PHOTO: Shayra, Iraq – May 28, 2017: A young Yazidi woman sits with her three children inside a tent in Sharya IDP camp in northern Iraq. They and their families fled the 2014 ISIS advance in which many Yazidis were killed and others, especially women and children, captured and trafficked by ISIS.
It is about time we face the horrifying fact that men with a history of sexual violence and domestic abuse are attracted to organisations like Islamic State precisely because of its systemic use of rape and slavery as a form of terrorism.
Sexual violence by extremist groups is central to recruiting, retaining, and rewarding fighters – as well as punishing disbelievers. The sexual exploitation of girls alongside human trafficking has helped to consolidate Islamic State in Iraq and Syria and Boko Haram in Nigeria. It is used to lure men from deeply conservative Muslim societies, where casual sex is taboo and dating prohibited, into the organisations on the promise of women.
Indeed, markets selling sex slaves were frighteningly common in areas under the control of IS. A human slave market in Libya is thought to buy and sell girls for thousands of dollars.

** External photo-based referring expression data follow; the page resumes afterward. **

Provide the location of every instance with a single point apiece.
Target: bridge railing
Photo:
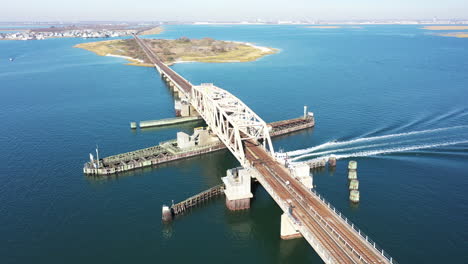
(353, 226)
(324, 254)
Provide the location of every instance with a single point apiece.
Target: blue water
(57, 102)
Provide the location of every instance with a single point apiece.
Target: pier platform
(185, 146)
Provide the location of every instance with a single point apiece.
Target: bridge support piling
(288, 228)
(237, 189)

We must therefore better highlight this issue and call upon national and international actors to take action against this horrifying practice.
One of the most heartbreaking accounts brought to light in a report I published last year describes how Islamic State members would touch the chests of young girls to see whether they had developed breasts. If they had done, they would be raped, and if not, they would be subjected to another examination months later.

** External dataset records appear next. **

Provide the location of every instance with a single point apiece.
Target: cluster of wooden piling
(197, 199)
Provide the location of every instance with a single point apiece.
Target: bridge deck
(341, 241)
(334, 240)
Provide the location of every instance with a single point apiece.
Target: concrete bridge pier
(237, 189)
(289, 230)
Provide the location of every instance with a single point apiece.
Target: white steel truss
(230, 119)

A 13-year-old from Iraq was told by her tormentor that rape was not a sin, as the Quran encouraged and condoned raping kuffar (disbelievers). He said that by raping her he was “drawing closer to God”. He would kneel and pray before and after each attack.
Not only are these shocking acts being committed to terrorist victims and galvanize recruits, but they have also developed into a key funding source for these groups. That is particularly true for a group such as Islamic State: its territory has disappeared, its taxation is gone, and it has lost its ability to trade oil, both because its diminishing access and the downward trend in oil prices across the globe. As these groups decline further, there is a chance that, without genuine action, the trend will multiply – as cash-strapped terrorists try to increase their funding via other avenues.
So what can be done? One of my key recommendations is for the British government to take a lead on this issue, creating a legal task force that would be spearheaded from Number 10 but with the support, backing and funding of other international partners such as NGOs and other national governments. Another key move would be to help structure national laws in conflict-stricken countries so that they can tackle the sexual exploitation of their people and prevent the offenders from escaping criminal action. One such national law that must be addressed in Syria, Iraq, Libya, and Nigeria currently allows rapists to marry their victims to avoid prosecution.
This problem, which has become both a financial and ideological pursuit for terrorists, will not be simple to solve. The International Criminal Court has only had one successful prosecution of sexual violence; it is a very new legal space and one that will require international efforts to establish and conquer.
Our inaction on sexual violence and human trafficking carried out by terrorists is contributing to far too many young and vulnerable girls losing their childhood. It has to end.